La più assurda delle iniziative Cai (di Bergamo) diventa anche politica sotto l’egida leghista

E’ arrivato purtroppo il weekend in cui, sotto l’ipocrita nome di “Save the mountains”, il Cai di Bergamo cercherà di far invadere le Orobie da decine di migliaia di persone, per riempire i (suoi) rifugi della zona e regalare alle montagne un po’ di sano celodurismo padano. Non a caso, alla presentazione dell’evento presso la regione Lombardia, non hanno parlato scienziati che per lavoro si occupano di sostenibilità, ma è stato invece dato largo spazio alle parole del capogruppo leghista Roberto Anelli, che vi risparmiamo perché il vuoto, a suo modo, pesa più del pieno. Completamente assenti dalla manifestazione e dalla relativa presentazione tutte le associazioni ambientaliste. Chissà perché.

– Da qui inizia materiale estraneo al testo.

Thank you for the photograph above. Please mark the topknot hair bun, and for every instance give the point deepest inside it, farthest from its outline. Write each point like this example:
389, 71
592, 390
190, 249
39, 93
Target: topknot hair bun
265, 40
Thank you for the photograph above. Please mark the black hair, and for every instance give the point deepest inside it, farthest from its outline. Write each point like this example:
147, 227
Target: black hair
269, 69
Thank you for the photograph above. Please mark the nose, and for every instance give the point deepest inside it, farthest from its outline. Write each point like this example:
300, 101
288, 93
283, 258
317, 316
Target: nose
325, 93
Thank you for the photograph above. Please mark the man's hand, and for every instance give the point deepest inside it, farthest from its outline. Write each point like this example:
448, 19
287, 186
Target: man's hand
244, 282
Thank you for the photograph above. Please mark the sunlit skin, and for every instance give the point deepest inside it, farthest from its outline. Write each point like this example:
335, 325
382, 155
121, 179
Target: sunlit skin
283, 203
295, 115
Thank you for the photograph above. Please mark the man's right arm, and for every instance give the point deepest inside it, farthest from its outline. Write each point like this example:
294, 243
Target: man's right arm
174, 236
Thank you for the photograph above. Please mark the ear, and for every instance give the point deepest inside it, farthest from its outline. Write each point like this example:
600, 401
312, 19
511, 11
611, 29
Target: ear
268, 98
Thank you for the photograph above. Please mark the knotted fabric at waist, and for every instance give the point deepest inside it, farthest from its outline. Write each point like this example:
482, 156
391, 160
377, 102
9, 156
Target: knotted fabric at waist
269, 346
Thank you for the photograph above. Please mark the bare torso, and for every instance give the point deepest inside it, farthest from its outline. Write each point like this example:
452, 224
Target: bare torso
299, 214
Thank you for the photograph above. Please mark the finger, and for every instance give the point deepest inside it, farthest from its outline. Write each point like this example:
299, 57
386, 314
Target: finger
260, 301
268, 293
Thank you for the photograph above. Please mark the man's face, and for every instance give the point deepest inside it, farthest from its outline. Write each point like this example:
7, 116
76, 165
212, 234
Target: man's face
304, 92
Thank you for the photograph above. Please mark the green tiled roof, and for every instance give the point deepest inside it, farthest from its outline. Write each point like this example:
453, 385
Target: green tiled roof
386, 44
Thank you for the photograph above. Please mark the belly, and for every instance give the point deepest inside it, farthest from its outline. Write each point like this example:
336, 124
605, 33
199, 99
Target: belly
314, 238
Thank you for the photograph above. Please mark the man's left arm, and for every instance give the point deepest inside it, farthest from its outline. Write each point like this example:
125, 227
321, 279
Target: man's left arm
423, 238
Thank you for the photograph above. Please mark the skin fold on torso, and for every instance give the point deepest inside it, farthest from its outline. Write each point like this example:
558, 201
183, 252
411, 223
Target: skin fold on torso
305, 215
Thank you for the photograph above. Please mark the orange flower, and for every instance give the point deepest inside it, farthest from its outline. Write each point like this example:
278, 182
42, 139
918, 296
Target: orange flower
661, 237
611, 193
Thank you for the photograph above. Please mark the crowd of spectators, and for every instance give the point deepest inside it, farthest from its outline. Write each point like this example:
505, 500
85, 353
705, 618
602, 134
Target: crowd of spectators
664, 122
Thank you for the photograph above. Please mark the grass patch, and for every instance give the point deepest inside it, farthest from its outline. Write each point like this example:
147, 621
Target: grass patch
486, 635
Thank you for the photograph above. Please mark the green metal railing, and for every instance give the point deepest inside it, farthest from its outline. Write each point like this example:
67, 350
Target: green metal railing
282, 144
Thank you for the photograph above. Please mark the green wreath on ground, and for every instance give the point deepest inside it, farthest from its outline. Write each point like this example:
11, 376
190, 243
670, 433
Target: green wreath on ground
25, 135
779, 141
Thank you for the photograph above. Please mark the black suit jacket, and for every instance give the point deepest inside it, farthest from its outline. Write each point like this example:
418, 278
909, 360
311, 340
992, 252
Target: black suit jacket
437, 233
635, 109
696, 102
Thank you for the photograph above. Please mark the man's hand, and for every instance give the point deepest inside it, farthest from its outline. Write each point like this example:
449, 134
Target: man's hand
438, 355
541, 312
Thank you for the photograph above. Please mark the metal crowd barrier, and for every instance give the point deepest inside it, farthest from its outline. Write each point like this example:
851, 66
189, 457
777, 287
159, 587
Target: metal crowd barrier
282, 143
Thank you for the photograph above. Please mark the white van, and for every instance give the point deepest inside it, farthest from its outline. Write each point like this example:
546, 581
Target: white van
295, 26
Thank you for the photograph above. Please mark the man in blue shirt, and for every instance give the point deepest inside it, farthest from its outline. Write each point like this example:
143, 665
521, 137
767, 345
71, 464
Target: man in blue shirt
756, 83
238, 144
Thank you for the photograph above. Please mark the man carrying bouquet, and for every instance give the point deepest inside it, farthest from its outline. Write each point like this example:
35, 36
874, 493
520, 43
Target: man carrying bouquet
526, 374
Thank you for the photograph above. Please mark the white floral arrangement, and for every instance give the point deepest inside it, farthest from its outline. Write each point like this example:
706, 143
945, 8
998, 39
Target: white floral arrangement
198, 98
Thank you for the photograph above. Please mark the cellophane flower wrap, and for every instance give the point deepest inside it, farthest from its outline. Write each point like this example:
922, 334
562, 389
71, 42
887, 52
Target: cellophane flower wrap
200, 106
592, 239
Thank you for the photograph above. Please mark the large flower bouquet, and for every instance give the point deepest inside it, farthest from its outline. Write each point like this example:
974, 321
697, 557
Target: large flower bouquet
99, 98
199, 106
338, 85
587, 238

Boicottare questa boiata voluta da Paolo Valoti (presidente del Cai di Bergamo, nella foto seduto a fianco del politico leghista) è un dovere per chi va abitualmente in montagna in modo sano. La montagna è un pezzo di terra più alto degli altri e non ha colori politici. Non andarci e dissuadere amici ad andarci è la buona azione di questo fine settimana.  P.s. tanto Lunedì prossimo il Cai dichiarerà numeri iperbolici comunque…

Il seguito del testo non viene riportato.